Use FSMs for scanning during grammar-guided generation #178

brandonwillard · 2023-07-10T03:35:59Z

This PR is the first step to closing #170 using the approach described in our paper "Efficient Guided Generation for Large Language Models".

In other words, the changes in this PR allow us to create "index" dicts for full grammars. By "index" we mean a dict that maps partial parse states to subsets of a vocabulary that are valid continuations of the parse state.

NOTE: The indexing work is being split off into its own PR.

TODO:

Use a more efficient DFA implementation.
Use DFA minimization on the parse state FSMs.
This will remove a large number of unnecessary states and decrease the overall cost of constructing indices.
We need to do something about ignored tokens in terminal_symbol_scan.
They are currently being completely ignored, which incorrectly excludes vocabulary strings consisting of only ignored tokens (e.g. " " in a Python grammar).
Convert the terminal symbol FSM states used to compute the indices to their corresponding parser state (aggregate/unioned) FSM states.

rlouf · 2023-07-26T14:35:41Z

outlines/text/parsing.py

@@ -332,17 +368,17 @@ def _partial_match(
        if not terminated and state == fsm.initial:
            return None, None

-        return None if not terminated else i, accepted_states


I'm surprised I did not see any bug related to this

dpsimpson · 2023-08-09T04:13:22Z

It is I, Daniel, smasher of for loops, obsfucator of code here to tell you that you can replace the for loop here (aka the one starting at line 108 of /examples/parsing.py with the probably more efficient, if somewhat less clear
(assuming that next_vocab is a list of integers, otherwise add some code to make it so)

ids = torch.tensor(next_vocab, dtype = torch.uint8).unsqueeze(0) # same number of dims as mask
mask = mask.scatter_(1, ids, torch.zeros_like(ids) # trailing _ is the in-place version

Is this a sensible change for an example? No. Will it be faster when next_vocab is big and you're on a cuda device? It should be.

samuela · 2023-08-23T21:21:17Z

OOC how does this work and the corresponding paper relate to the "Parsing with Derivatives" from @mattmight et al?

brandonwillard · 2023-08-23T21:37:53Z

OOC how does this work and the corresponding paper relate to the "Parsing with Derivatives" from @mattmight et al?

We're aware of that work, but this PR does not use anything from it directly. The work being done here is almost exclusively concerned with the adaptation of existing LALR(1) parsers and the use of the "indices" described in our technical paper.

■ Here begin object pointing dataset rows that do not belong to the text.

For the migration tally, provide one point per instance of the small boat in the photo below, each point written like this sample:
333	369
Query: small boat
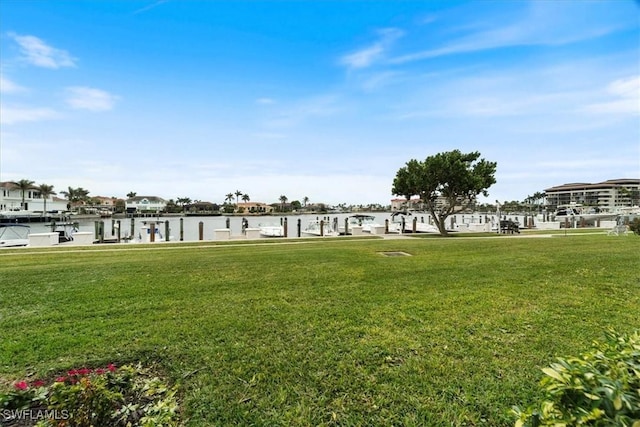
359	220
579	212
65	230
317	228
401	223
14	235
271	230
148	235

All the terminal symbols regexs in each parse-state-dependent lexer are combined/unioned into a single FSM, and scanning is performed according to those combined FSMs. The function `fsm_union` was added for that purpose. Since the parser needs to know exactly which terminal symbols were matched, we now need to the ability to determine exactly which sub-FSM (i.e. one of the combined terminal symbol FSMs) accepted an input string. The function `get_sub_fsms_from_seq` serves this purpose.

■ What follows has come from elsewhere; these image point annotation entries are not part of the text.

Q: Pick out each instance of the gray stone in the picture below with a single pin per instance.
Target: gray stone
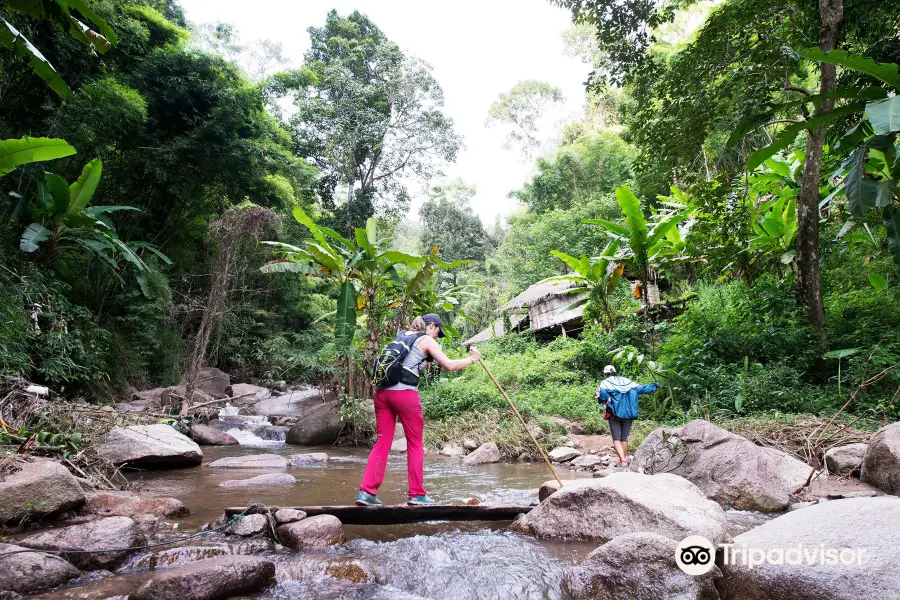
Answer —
(149, 447)
(845, 460)
(637, 566)
(869, 524)
(269, 479)
(250, 461)
(41, 488)
(601, 509)
(31, 572)
(89, 538)
(283, 516)
(212, 579)
(210, 436)
(729, 468)
(319, 425)
(309, 458)
(563, 454)
(881, 465)
(486, 453)
(249, 525)
(321, 531)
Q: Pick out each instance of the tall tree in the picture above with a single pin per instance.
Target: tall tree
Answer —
(373, 121)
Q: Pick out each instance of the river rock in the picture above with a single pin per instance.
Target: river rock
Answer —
(212, 579)
(486, 453)
(845, 460)
(563, 454)
(452, 450)
(283, 516)
(124, 504)
(102, 534)
(320, 425)
(210, 436)
(601, 509)
(149, 447)
(321, 531)
(245, 393)
(869, 524)
(729, 468)
(881, 465)
(41, 488)
(637, 566)
(30, 572)
(251, 461)
(249, 525)
(261, 480)
(306, 459)
(292, 404)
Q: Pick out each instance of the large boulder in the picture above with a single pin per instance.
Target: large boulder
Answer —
(89, 539)
(212, 579)
(866, 525)
(251, 461)
(321, 531)
(210, 436)
(845, 460)
(292, 404)
(41, 488)
(486, 453)
(729, 468)
(601, 509)
(881, 465)
(319, 425)
(124, 504)
(26, 572)
(637, 566)
(149, 447)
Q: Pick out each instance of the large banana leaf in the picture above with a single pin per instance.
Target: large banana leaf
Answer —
(345, 323)
(81, 192)
(12, 39)
(28, 150)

brandonwillard · 2023-09-11T21:10:19Z

I'm going to merge this after the tests pass and create follow-up issues for the remaining work mentioned in the description. Doing so will fix the flaky FSM tests.

Wehzie · 2023-09-21T11:25:55Z

I'm very interested in this PR. Will there be documentation detailing how a context free grammar can be specified for guided generation?

brandonwillard · 2023-09-21T16:14:09Z

I'm very interested in this PR. Will there be documentation detailing how a context free grammar can be specified for guided generation?

Yes, and hopefully very soon! We have a development roadmap for integrating this into our Sequence framework and user interface and providing a performant sampling-based approach (to be followed by indexing and more). The next steps on that path are taking place in #272 right now.

Wehzie · 2023-10-18T13:30:08Z

Thank you for the update! Seeing as #272 is closed, what are the next steps to get DSLs running? Regarding Sequence and a user interface, I'm not finding information on that in the repo or your website. Do you have some more information about your plans there?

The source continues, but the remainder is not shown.